SPAZIODATI data (dpc3-2017)


June 26, 2017

SpazioDati (Italy)


Information about persons and companies are dispersed across a number of sources. Crawlers collect these information and make them available in different formats. The source types span from basic firmographics, to financial, marketing, key persons and services offered.

Data size
Hundreds of Gigabyte.

Number of attributes

There are different type of entities, The number of attributes per entity is different.
As a approximate estimation, on average each entity will have 15 attributes.

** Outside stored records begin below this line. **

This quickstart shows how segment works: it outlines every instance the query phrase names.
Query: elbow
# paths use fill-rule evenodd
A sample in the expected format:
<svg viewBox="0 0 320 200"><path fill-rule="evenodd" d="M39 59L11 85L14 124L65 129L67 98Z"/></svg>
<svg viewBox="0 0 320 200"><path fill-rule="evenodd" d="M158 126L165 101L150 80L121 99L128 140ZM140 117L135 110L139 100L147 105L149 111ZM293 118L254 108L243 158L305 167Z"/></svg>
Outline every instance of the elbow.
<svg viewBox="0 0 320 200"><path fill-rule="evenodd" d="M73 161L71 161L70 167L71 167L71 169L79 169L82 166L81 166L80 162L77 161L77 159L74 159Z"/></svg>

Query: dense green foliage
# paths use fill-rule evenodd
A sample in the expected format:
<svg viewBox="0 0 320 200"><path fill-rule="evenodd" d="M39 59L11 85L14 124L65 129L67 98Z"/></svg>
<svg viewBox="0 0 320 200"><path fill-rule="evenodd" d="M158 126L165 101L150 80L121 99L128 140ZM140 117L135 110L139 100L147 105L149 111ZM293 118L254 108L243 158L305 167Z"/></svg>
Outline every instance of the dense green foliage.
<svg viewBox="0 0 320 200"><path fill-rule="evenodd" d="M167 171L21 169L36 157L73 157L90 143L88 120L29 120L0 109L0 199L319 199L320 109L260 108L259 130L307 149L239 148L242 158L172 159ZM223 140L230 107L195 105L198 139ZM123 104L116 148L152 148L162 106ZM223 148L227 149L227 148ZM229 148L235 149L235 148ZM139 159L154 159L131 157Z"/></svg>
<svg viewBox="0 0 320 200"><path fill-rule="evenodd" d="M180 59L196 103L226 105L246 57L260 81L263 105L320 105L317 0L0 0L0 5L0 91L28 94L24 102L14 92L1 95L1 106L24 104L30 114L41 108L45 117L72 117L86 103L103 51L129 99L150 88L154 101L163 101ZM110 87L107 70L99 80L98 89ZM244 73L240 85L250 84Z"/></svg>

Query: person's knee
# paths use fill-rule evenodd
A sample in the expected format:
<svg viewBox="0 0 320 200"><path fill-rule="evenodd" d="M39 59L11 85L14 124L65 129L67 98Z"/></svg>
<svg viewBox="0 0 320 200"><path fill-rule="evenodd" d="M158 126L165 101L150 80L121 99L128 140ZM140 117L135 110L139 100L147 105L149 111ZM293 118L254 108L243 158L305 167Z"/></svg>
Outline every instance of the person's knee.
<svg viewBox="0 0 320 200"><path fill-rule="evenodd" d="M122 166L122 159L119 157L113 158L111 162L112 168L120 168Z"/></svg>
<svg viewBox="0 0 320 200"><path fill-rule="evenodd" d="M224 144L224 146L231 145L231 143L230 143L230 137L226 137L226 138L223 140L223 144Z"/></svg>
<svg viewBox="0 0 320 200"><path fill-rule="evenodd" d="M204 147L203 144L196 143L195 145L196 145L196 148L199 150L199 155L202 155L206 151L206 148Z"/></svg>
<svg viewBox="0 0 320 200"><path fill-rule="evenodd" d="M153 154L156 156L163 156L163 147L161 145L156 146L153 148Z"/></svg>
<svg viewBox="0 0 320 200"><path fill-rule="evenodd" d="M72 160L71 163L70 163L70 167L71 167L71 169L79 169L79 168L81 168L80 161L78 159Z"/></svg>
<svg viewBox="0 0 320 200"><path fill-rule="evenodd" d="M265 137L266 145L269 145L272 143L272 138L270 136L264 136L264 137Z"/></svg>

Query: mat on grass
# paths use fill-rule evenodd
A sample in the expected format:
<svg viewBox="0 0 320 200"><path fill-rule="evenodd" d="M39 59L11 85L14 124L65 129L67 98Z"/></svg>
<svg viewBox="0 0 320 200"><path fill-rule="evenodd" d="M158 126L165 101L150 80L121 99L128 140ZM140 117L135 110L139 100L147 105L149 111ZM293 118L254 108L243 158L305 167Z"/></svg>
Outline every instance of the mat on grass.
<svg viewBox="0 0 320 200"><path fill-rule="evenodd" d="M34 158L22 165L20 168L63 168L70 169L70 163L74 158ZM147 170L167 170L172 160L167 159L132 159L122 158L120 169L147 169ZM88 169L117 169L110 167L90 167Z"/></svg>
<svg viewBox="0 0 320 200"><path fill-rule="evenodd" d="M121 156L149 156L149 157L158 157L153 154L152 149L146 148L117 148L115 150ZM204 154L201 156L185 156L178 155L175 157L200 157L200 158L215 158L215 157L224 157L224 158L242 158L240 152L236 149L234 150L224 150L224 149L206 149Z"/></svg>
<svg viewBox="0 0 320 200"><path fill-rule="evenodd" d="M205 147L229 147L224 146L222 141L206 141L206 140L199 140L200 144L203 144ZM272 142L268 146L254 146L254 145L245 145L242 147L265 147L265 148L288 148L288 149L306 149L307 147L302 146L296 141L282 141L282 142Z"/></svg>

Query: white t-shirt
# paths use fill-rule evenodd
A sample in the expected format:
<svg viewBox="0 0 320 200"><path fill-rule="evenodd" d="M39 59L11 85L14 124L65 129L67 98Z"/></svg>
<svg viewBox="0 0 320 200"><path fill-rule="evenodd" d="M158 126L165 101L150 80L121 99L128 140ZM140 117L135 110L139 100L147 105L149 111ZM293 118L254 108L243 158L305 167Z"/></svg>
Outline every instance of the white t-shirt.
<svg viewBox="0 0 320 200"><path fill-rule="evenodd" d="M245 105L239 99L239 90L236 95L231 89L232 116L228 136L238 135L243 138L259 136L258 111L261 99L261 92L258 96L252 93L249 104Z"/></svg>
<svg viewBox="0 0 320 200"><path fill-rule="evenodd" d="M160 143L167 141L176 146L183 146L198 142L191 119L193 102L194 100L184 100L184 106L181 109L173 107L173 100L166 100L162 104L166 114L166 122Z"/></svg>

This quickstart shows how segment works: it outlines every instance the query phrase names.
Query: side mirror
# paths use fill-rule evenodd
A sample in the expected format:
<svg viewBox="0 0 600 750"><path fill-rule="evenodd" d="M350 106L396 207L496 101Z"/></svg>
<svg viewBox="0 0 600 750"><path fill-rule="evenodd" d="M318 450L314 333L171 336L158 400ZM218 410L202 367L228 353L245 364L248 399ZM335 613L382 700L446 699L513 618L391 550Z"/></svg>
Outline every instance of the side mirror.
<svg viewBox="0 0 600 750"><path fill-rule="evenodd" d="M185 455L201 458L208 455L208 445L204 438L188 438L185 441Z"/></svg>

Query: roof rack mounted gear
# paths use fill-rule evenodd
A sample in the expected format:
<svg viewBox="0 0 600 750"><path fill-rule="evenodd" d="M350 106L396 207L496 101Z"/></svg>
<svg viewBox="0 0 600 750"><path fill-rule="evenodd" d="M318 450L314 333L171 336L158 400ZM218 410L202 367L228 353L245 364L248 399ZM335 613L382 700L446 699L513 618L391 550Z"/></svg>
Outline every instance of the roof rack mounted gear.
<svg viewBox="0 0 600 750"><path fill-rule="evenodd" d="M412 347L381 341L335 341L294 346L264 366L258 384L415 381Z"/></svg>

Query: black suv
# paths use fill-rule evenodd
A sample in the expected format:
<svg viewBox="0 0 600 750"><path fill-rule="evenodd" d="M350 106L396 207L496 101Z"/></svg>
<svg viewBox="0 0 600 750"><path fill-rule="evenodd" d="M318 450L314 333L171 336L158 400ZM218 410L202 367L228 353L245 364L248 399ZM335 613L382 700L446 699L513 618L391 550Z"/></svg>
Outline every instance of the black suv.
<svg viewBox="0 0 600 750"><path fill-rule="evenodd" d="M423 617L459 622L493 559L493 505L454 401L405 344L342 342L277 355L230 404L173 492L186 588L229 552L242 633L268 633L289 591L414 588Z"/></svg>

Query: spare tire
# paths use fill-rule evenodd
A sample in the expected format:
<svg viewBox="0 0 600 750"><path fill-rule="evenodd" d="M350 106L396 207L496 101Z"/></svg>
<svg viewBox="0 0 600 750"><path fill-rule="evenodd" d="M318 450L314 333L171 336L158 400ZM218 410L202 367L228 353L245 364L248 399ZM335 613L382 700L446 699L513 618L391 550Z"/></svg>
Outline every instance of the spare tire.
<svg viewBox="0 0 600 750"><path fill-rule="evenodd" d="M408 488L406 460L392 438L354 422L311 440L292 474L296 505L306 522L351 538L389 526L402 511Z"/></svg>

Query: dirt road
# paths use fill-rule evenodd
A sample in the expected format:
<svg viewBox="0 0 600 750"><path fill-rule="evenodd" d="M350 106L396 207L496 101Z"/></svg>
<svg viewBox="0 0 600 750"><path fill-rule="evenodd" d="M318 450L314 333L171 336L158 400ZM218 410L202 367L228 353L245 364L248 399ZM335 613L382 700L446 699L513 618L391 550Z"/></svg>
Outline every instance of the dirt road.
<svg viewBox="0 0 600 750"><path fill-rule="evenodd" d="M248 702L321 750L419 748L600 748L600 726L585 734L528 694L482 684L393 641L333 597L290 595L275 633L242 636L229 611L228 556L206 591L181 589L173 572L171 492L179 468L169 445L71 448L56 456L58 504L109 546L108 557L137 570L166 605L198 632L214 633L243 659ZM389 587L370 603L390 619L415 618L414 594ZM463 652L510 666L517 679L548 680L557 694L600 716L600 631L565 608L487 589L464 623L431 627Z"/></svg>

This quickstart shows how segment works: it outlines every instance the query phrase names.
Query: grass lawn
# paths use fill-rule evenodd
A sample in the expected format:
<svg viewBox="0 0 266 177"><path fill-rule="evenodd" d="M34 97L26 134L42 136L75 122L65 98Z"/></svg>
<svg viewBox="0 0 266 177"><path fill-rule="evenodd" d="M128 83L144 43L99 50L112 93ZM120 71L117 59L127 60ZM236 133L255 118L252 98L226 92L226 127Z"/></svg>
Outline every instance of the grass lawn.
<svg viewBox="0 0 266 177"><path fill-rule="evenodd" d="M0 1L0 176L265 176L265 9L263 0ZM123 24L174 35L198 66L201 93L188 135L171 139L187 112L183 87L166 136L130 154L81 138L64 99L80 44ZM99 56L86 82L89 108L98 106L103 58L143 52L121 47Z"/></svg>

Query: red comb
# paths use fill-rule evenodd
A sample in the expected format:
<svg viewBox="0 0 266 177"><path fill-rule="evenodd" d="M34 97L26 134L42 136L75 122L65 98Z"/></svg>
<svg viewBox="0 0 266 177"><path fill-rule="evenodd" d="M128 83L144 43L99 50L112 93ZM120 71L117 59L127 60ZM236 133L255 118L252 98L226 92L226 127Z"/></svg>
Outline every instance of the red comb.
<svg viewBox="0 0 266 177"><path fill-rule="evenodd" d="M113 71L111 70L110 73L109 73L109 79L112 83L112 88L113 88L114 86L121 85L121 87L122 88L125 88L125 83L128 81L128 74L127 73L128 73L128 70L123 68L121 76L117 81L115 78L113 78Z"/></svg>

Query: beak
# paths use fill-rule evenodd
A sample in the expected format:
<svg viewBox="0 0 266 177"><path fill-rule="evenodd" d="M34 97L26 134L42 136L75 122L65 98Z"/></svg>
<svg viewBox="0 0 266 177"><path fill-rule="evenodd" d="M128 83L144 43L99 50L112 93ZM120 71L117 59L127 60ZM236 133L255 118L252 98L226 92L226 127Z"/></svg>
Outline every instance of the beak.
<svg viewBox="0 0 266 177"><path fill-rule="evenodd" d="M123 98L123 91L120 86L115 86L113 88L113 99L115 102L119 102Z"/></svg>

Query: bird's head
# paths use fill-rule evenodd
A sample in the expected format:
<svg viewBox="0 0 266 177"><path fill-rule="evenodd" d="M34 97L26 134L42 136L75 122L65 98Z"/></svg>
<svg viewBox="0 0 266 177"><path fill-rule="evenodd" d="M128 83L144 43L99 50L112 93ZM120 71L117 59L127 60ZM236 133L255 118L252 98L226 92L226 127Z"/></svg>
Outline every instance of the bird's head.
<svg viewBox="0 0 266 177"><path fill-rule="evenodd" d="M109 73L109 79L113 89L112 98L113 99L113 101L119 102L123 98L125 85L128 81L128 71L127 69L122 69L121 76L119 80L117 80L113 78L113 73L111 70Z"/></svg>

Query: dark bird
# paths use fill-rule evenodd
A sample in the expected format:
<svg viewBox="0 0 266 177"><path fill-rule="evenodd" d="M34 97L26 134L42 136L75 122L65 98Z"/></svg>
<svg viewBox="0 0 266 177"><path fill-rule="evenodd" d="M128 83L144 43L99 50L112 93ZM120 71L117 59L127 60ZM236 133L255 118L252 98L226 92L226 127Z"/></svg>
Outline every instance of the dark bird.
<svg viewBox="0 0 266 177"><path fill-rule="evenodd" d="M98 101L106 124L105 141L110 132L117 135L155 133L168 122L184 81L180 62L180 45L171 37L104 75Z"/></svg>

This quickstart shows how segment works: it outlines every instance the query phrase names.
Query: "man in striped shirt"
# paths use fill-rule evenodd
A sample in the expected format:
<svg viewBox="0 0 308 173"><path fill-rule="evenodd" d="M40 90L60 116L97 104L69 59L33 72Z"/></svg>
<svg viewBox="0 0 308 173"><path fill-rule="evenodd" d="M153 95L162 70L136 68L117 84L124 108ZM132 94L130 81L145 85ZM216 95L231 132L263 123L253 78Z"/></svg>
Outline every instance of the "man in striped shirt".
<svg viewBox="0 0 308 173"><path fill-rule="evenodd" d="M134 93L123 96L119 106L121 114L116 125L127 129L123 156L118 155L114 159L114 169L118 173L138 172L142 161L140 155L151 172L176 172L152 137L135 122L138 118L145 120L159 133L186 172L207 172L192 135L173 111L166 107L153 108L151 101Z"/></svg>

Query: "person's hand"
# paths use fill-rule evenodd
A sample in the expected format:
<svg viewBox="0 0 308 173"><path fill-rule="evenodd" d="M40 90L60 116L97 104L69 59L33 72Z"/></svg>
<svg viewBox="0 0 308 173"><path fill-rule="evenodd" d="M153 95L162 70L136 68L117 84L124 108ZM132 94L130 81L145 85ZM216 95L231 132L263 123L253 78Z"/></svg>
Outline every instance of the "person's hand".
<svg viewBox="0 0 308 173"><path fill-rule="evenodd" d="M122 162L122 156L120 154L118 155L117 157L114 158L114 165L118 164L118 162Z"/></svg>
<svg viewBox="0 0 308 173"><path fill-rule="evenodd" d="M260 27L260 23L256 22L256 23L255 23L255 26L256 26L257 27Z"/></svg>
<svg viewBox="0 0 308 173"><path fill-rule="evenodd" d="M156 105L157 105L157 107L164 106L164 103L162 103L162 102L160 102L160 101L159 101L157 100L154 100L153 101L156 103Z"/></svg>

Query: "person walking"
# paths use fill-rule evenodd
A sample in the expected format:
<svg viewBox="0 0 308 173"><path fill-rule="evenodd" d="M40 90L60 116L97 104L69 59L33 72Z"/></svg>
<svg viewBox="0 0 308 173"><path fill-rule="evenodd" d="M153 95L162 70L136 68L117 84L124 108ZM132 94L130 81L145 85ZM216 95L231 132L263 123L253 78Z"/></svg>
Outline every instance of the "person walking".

    • Data from our corporate Web crawl: websites and contact information collected from the websites, e.g., phones, emails, description, links to social web.
    • Data about companies/legal entities: basic firmographics, directors and managers, locations of companies’ sites, matches to the websites + entities extracted from various textual descriptions.
    • Financial data (e.g. important indicators, ratings)
    • Locations (company headquarters and sites)
    • Keywords extracted from corporate websites

Data Description
Data description is available here .

Data Sample Disclaimer
Several attributes considered sensitive by the data provider are not present in the data sample available as download.
They will be presented and discussed with the selected applicant during the negotiation phase.

Data Format

Data are serialized as json.

Personal Data

The dataset contains pseudonymized data derived from personal data

Synthetic Data

No Synthetic data present

Geographic coverage

Italy and UK

Level of aggregation

Access is at raw level data and no aggregation is perfomermed before the analysis.
Reange of values might be provided instead of actual values for the most sensitive paramenters.

Data access

  • Subject to negotiation